I believe that is why the authors have chosen a female voice, in order to convey this disparity in a very poetic way. It is a strange voice, at once very embodied and very soft, like a gentle, benevolent machine that speaks to us from the future about what our present is to it: its benefit is to transform a simple documentary into a thought-provoking commentary on the computerized future of our societies. Plus, the female voice represents the voice of the authors, yet it is impossibly theirs. This is reminiscent of the use of voice-over in essay films such as Sans soleil (Chris Marker, 1983) and As You See (Harun Farocki, 1986). As in Farocki’s film As You See (with a female voice for a male director), Culp and Dekeyser’s project can also be defined as an attempt to write the history of “roads not taken” in our societies of information, communication, the Internet and surveillance, especially when, at the 37th minute, the theme of war comes back, developing there what was said earlier about Operations Research during World War II: “With the help of computer, the military could commit the violence of the war at distance.” It is also at this time of the film that “Machine in Flames” arrives to the conclusion that CLODO were computer engineer leftists playing their part in a larger protest against the collapsing “borders between the state, capital, and the military.”
Today, CLODO is at large. The questions addressed by the group’s actions in Culp and Dekeyser’s film remain relevant to our times. By investigating from the present rather than simply reproducing police work and arriving too late, their film reactivates the political and critical energy that animated the French collective.
In conclusion, “Machines in Flames” is a contemporary film that aims to update our understanding of the role machines play in our lives and the need for rebellion that comes with it. Through a specific position towards history, archives and traces, as well as political choices, the two authors offer a deliberately deceptive film that holds power over the now-defunct French collective, CLODO.
References
Agamben, Giorgio (2008). Qu’est-ce que le contemporain?, Payot.
Review by Michael Goddard, Goldsmiths University of London
This is a multi-layered work of media archaeology, or perhaps more accurately media anarchaeology, that engages with the deliberately obscure CLODO collective, operating in the 1980s in the south of France. The mechanisms and activities of this group themselves revolve around the destruction in advance of the data surveillance of neoliberal capitalism, through the luddite activity of destroying computer equipment, accompanied by militant statements, an activity which was shared in some other radical movements in the 1970s and 80s. But the film is more than just an excavation of any linear chronology of this group’s activities; rather, it engages with the questions raised by this collective’s activities based as they are on the destruction of information, hence the title of “machines in flames.” This is a point of departure to explore a range of archives from video recording of the sites where the collective performed its actions, to maps, spreadsheets, newspaper articles, and television news footage. The point is not just that archives fail and are necessarily incomplete but that they should fail, as complete and transparent knowledge would be a policing of the group’s radical activities and the stubborn remainder of mystery surrounding the group.

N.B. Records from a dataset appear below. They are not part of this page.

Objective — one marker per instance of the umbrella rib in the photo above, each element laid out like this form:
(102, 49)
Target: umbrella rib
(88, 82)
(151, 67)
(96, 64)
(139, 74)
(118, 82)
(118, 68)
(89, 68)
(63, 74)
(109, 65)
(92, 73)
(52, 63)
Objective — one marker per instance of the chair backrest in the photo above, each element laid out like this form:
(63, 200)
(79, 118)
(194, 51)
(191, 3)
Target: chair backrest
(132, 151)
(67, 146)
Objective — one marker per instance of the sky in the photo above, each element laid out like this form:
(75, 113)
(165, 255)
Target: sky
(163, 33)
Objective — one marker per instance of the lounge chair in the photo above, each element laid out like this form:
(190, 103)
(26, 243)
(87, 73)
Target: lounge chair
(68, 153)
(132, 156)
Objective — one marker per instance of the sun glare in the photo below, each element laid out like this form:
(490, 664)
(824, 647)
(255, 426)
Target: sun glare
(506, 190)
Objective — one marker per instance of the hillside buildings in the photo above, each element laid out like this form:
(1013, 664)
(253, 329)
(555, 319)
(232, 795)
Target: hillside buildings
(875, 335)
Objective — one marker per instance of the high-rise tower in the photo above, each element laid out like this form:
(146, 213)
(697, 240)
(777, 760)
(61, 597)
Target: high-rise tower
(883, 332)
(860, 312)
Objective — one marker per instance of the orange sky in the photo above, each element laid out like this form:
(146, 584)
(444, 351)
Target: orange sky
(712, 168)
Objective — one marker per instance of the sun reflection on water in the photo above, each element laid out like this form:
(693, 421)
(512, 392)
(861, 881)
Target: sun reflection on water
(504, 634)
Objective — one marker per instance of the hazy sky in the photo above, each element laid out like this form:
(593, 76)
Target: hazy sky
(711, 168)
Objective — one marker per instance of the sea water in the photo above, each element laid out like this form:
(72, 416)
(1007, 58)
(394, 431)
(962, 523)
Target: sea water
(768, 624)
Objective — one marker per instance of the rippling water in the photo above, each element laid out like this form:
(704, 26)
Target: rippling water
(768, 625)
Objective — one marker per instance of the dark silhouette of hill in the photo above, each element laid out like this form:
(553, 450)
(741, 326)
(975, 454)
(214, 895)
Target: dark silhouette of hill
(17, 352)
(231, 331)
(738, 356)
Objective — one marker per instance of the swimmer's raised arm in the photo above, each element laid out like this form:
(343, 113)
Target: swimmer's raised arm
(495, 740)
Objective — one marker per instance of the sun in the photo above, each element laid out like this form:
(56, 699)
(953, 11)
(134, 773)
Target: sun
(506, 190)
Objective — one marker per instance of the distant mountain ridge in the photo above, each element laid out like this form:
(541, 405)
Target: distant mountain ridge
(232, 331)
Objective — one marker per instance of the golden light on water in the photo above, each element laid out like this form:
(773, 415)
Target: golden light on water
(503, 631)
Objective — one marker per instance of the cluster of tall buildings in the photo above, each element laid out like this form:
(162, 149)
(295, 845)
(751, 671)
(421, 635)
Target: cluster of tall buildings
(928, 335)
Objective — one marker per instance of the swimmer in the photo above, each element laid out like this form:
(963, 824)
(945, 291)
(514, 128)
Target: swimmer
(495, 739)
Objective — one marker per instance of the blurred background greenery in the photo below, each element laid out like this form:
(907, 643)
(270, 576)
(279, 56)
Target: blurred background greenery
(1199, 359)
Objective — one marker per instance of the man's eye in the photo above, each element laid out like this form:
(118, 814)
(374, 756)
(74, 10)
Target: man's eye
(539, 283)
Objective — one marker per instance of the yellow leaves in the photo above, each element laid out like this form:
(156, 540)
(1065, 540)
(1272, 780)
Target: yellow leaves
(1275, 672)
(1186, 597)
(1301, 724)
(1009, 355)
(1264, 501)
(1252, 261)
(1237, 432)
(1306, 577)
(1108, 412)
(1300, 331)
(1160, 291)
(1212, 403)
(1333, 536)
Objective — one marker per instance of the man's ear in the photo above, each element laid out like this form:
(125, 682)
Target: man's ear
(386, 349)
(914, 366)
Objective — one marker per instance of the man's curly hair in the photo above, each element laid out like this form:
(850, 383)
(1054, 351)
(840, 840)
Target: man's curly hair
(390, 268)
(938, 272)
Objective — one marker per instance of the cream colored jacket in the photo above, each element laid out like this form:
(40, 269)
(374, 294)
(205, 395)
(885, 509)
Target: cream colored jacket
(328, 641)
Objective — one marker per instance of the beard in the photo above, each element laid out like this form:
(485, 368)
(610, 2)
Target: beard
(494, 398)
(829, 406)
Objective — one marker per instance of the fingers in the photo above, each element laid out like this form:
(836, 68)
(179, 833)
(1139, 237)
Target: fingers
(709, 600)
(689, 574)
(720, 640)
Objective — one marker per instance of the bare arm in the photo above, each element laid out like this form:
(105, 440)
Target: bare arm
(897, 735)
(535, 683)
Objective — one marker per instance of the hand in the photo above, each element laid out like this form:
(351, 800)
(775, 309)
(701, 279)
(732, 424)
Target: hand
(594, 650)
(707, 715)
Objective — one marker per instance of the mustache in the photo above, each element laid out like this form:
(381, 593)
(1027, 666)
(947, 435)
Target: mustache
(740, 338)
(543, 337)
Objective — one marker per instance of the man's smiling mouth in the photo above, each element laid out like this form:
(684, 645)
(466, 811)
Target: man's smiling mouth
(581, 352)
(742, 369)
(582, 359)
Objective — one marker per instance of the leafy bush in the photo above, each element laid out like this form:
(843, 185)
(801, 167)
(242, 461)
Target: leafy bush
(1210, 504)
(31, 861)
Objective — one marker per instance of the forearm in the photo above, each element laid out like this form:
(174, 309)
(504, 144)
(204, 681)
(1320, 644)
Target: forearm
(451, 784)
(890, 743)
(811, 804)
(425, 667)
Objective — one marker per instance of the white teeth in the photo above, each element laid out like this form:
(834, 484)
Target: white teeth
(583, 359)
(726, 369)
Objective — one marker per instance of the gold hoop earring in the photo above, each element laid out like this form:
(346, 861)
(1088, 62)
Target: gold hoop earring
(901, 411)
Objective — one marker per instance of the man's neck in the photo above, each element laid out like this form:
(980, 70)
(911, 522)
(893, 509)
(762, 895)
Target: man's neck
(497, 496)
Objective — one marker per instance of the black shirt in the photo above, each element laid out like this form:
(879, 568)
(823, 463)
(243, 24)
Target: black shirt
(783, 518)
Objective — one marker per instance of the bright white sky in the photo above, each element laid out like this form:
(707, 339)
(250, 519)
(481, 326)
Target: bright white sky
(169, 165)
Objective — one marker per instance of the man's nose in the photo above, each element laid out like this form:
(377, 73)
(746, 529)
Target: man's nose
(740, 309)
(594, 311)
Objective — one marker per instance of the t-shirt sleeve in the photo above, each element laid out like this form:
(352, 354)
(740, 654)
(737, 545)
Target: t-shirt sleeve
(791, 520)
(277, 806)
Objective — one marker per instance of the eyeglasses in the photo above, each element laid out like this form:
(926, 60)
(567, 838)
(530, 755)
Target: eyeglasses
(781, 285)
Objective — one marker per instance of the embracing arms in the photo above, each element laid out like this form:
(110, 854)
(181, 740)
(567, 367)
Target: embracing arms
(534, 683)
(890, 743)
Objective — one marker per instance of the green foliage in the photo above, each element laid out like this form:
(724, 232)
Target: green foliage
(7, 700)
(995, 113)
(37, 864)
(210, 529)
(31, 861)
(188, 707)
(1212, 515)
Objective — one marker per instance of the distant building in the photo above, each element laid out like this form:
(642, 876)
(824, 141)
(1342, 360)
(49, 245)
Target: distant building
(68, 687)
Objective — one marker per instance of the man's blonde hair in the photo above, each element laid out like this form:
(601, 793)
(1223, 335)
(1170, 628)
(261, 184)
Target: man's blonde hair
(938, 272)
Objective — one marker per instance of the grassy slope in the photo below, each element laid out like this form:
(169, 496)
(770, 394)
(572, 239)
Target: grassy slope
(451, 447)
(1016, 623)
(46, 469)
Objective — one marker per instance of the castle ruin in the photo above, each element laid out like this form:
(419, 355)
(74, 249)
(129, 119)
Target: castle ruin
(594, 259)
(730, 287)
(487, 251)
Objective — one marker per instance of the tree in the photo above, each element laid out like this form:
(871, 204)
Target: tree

This is approached through complex audiovisual strategies that present absences as much as presences, and use text and narration evocatively, still leaving the viewer spaces for reflection not only on the subject matter but also of the cinematic pretensions and claims to knowability of the murky realities of the past, thereby critically exposing the archive fever of essay films and documentaries, and suggesting a different path for engaging with archives anarchically, embracing their gaps and failures as much as their revelations.